A cela s’ajoutent la persistance d’un certain nombre de contraintes réglementaires, le fonctionnement et la lenteur de la justice, l’absence de système de médiation, les éternels délais de paiement, l’accès aux marchés publics par les PME et le poids de la fiscalité, la persistance de la corruption, la concurrence déloyale de l’économie informelle et le coût du transport et de la logistique qui demeure extrêmement élevé au Maroc, comparativement à des pays à niveau de développement similaire.
Dans la seconde famille de freins, El Malki parle de «l’accompagnement des entreprises, c’est-à-dire de l’écosystème entrepreneurial, qui demeure peu structuré, peu performant, faible en quantité, ceci sans oublier que l’impact de cet écosystème sur la performance des entreprises est extrêmement limité, malgré l’existence de plus de 60 structures au Maroc».
Selon lui, il y a aussi un autre problème et non des moindres, c’est qu’il y a une inadéquation entre les besoins exprimés par les entreprises et les offres de ces structures d’accompagnement, qui souffrent également de manque de moyens financiers suffisants.
Enfin, la troisième et dernière famille de freins qui empêchent le Maroc de construire une société entrepreneuriale est liée à sa culture et à son système éducatif. Pour le patron de l’ISCAE Rabat, «les Marocains ont culturellement une certaine aversion au risque, parce qu’ils ont peur de l’échec».

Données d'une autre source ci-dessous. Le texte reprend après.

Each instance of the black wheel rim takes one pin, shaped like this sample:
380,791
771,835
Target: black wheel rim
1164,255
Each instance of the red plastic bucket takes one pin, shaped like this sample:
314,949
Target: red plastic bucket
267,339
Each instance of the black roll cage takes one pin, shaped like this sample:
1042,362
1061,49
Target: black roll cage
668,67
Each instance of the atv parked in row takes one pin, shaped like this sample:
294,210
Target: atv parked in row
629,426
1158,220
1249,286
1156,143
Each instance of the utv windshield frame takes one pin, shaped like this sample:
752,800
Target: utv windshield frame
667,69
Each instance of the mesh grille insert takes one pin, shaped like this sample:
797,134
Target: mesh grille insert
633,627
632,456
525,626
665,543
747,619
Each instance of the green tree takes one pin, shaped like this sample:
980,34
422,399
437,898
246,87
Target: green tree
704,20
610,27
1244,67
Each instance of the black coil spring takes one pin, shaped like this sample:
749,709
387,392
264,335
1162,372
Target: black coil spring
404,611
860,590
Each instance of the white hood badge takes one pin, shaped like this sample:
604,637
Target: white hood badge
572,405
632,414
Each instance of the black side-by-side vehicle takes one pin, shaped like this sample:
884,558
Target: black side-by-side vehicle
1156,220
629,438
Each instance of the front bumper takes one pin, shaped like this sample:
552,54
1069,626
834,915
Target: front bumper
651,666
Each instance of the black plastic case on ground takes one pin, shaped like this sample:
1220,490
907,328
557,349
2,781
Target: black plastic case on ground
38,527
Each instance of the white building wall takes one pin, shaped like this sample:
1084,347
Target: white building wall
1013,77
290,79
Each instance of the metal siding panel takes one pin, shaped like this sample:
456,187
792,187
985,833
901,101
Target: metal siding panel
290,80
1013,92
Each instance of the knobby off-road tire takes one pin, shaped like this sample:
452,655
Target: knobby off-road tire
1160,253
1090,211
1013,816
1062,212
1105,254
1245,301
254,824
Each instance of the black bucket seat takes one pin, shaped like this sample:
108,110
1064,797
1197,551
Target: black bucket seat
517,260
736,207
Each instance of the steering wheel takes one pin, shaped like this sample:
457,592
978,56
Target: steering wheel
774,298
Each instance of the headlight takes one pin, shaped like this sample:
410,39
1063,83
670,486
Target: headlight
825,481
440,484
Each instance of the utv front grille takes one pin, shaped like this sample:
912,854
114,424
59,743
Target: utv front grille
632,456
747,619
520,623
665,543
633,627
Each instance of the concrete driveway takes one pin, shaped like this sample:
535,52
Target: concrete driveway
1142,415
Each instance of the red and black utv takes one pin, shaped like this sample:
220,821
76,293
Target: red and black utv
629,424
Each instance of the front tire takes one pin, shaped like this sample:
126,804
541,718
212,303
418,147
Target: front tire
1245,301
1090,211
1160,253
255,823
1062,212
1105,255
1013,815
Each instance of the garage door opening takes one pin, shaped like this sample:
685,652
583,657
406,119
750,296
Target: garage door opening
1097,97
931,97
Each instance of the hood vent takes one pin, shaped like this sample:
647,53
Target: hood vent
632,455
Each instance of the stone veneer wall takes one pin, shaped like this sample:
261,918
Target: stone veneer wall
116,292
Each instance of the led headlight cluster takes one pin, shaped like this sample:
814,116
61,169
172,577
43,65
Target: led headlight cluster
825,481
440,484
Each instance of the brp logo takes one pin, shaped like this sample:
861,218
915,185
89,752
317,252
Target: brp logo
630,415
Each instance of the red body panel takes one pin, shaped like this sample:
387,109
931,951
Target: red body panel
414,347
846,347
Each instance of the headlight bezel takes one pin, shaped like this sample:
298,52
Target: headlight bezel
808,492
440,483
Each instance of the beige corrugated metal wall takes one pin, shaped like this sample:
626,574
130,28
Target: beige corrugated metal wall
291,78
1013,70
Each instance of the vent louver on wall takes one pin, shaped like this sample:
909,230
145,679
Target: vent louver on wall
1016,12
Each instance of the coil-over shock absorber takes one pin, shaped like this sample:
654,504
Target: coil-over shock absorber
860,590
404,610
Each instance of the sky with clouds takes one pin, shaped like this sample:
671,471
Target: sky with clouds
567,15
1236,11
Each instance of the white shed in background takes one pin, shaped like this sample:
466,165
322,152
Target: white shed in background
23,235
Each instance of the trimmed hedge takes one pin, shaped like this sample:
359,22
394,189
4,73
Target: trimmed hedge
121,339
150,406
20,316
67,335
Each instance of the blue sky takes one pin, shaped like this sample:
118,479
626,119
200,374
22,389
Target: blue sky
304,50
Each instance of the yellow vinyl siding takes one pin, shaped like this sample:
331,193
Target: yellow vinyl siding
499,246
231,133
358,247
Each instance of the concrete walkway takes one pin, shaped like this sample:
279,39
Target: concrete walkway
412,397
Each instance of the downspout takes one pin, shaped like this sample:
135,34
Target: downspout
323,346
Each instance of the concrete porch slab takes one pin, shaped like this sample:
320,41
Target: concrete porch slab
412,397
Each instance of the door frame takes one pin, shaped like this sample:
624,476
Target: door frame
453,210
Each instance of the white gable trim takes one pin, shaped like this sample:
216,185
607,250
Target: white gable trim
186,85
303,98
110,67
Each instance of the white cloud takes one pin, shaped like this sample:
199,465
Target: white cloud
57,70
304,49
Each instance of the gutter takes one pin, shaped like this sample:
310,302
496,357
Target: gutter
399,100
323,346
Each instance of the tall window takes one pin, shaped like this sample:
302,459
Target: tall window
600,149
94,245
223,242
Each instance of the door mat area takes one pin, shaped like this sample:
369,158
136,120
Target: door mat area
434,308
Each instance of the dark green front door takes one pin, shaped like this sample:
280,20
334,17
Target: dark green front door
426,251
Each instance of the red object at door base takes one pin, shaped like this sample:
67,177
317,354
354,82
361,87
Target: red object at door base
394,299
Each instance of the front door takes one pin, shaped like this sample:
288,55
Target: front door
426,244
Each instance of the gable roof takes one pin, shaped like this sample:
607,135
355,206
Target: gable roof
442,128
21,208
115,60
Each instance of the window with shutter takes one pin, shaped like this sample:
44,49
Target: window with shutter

Qu’est-ce qui a contribué à ce mindset? «L’école et le système d’enseignement dans sa globalité ne dispensent pas le savoir pédagogique nécessaire pour l’émergence d’un esprit entrepreneurial», a-t-il expliqué.
«Les enseignants et les cursurs sont là pour délivrer des savoirs théoriques et techniques, plutôt que pratiques. Bref, tout le dispositif fonctionne en silos alors que l’entrepreneuriat requiert des complémentarités, des synergie», a-t-il ajouté.